Sessions Says He's 'Not Been Improperly Influenced' by Trump

WASHINGTON – House Judiciary Committee Raking Member John Conyers, Jr. (D-Mich.) today joined a chorus of Democrats accusing President Trump of improperly influencing the Russia investigation through his nudging of the Justice Department to investigate Hillary Clinton.

The Justice Department on Monday signaled that it’s considering appointing a second special counsel to explore alleged illicit behavior by the Clinton Foundation and its involvement in the sale of Uranium One to Russian entity Rosatom.

Conyers, during an oversight hearing with Attorney General Jeff Sessions, read off a series of tweets from President Trump. The Michigan Democrat claimed that even President Nixon never would have openly criticized Democrats the way that Trump has.

Conyers cited three separate tweets from Trump on July 24 and Nov. 3, which asked why the “beleaguered” Sessions isn’t looking into “crooked” Hillary Clinton’s crimes and Russia relations.

“Everybody is asking why the Justice Department (and FBI) isn’t looking into all of the dishonesty going on with Crooked Hillary & the Dems…” Trump tweeted on Nov. 3, the same day that he tweeted, “Pocahontas just stated that the Democrats, lead by the legendary Crooked Hillary Clinton, rigged the Primaries! Lets [sic] go FBI & Justice Dept.”

Conyers said he assumed that Trump was referring to Sen. Elizabeth Warren (D-Mass.), who has been repeatedly questioned about claims that she has Native American ancestry.

“When Richard Nixon spoke about us that way, at least he had the courtesy to do it behind closed doors,” Conyers said at the hearing, while accusing the State Department of catering to President Trump’s “political needs.”

Clinton’s State Department was one of the U.S. government entities that signed off on the sale of Uranium One, a Canadian company that represents about a fifth of U.S. production; the 2010 sale was approved by the Committee on Foreign Investment in the United States, which includes representatives from the department of the Treasury, Homeland Security, Justice, Defense, Energy and Commerce, in addition to State and the U.S. Trade Representative. According to reports, several of the company’s owners gave about $145 million to the Clinton Foundation. Trump has accused Clinton of giving away Uranium One to the Russians.

In a radio interview coinciding with his tweets, Trump said that "the saddest thing, because I’m the president of the United States" is "I am not supposed to be involved with the Justice Department."

“I am not supposed to be involved with the FBI. I’m not supposed to be doing the kinds of things that I would love to be doing. And I’m very frustrated by it," Trump added. “Why aren’t they going after Hillary Clinton with her emails and with the dossier, and the kind of money?”

Conyers asked Sessions during the hearing if it’s common for the leader of a country to order the criminal justice system to retaliate against political opponents in a functioning democracy.

“I would say that the Department of Justice can never be used to retaliate politically against opponents, and that would be wrong,” Sessions said.

Conyers then asked Sessions if the president should make public comments that might influence a pending criminal investigation.

“A president cannot improperly influence an investigation, and I have not been improperly influenced and would not be improperly influenced,” Sessions said. “The president speaks his mind. He’s bold and direct about what he says, people elected him, but we do our duty every day based on all of the facts.”

Conyers noted that during his confirmation hearing, Sessions said that the “proper thing” for him to do would be to recuse himself from any questions or details involving investigations into Secretary Clinton or the 2016 campaign. Sessions, who was the first senator to endorse Trump, served as a policy adviser for the Trump campaign.

“Are you recused from investigations that involve Secretary Clinton?” Conyers asked.

“I cannot answer that yes or no because, under the policies of the Department of Justice, to announce recusal in any investigation would reveal the existence of that investigation, and the top ethics officials have advised me I should not do so,” Sessions replied.
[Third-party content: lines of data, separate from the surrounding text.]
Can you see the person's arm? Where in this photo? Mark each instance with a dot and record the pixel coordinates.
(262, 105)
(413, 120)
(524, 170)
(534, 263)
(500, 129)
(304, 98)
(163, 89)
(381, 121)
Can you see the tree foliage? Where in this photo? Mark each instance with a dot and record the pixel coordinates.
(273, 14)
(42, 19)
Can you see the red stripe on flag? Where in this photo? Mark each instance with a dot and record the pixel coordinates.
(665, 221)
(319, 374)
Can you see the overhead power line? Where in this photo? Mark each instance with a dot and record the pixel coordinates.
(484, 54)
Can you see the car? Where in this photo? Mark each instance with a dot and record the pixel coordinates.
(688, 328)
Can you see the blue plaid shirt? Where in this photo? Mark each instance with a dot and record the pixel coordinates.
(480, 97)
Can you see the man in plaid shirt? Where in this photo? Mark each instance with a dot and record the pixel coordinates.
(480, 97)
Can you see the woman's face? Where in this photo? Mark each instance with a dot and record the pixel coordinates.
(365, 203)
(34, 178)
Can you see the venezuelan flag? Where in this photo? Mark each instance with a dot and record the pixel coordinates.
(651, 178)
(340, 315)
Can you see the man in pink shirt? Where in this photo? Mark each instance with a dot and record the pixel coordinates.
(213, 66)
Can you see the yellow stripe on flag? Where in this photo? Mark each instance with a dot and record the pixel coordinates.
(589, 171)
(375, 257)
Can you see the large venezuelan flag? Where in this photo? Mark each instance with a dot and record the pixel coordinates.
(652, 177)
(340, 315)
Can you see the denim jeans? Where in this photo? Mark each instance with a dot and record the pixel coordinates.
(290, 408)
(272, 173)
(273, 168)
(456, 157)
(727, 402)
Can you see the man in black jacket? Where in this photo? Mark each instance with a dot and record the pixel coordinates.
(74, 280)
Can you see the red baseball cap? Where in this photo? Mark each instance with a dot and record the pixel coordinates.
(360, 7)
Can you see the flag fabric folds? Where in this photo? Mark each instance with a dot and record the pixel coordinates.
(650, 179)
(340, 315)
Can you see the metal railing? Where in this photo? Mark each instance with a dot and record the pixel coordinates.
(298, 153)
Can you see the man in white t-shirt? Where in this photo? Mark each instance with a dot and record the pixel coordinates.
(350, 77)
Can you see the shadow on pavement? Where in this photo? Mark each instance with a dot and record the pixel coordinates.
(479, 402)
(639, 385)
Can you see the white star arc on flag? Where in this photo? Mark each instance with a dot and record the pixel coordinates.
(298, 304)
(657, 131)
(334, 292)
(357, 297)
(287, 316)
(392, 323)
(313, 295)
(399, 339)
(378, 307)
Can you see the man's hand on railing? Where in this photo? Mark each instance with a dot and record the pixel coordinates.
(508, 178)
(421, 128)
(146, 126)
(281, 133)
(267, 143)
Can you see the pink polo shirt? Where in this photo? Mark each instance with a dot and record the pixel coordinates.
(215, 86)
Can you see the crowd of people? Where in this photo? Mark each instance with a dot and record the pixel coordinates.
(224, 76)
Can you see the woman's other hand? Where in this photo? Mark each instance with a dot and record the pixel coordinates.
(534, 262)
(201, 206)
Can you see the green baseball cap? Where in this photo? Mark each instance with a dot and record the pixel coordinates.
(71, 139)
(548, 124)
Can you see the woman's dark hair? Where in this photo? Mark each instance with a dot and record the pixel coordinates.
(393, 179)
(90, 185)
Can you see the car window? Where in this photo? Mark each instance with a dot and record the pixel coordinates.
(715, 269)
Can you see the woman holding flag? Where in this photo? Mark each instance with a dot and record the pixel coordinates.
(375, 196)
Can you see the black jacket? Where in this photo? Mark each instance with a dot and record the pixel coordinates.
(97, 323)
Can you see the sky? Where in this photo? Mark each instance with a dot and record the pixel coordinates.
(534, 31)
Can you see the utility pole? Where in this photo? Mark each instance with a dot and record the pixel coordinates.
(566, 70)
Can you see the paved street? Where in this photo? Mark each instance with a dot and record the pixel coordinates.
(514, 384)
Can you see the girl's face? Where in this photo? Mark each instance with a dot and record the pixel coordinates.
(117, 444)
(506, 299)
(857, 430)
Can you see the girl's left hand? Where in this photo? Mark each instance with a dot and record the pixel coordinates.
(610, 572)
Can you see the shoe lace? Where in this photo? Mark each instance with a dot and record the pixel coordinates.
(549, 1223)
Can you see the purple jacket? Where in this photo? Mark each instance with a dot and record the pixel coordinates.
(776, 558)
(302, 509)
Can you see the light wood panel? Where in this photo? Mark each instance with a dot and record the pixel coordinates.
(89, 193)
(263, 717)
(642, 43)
Sessions was also asked about Roy Moore, the Republican candidate looking to fill the Senate seat Sessions vacated when he accepted the attorney general role. Moore has been accused by five women claiming that he either sexually assaulted or inappropriately sought out relationships with them while they were teenagers. Sessions told the committee that he has “no reason to doubt these young women.”

When asked if DOJ would investigate Moore’s actions if he wins the Senate seat, Sessions said, “We will evaluate every case as to whether it should be investigated. This kind of case would be a state case. I would say that the ethics people at the Department of Justice, and I talked to them about that when this campaign started – it’s the seat I used to hold – that they advised me that the attorney general should not be involved in this campaign.”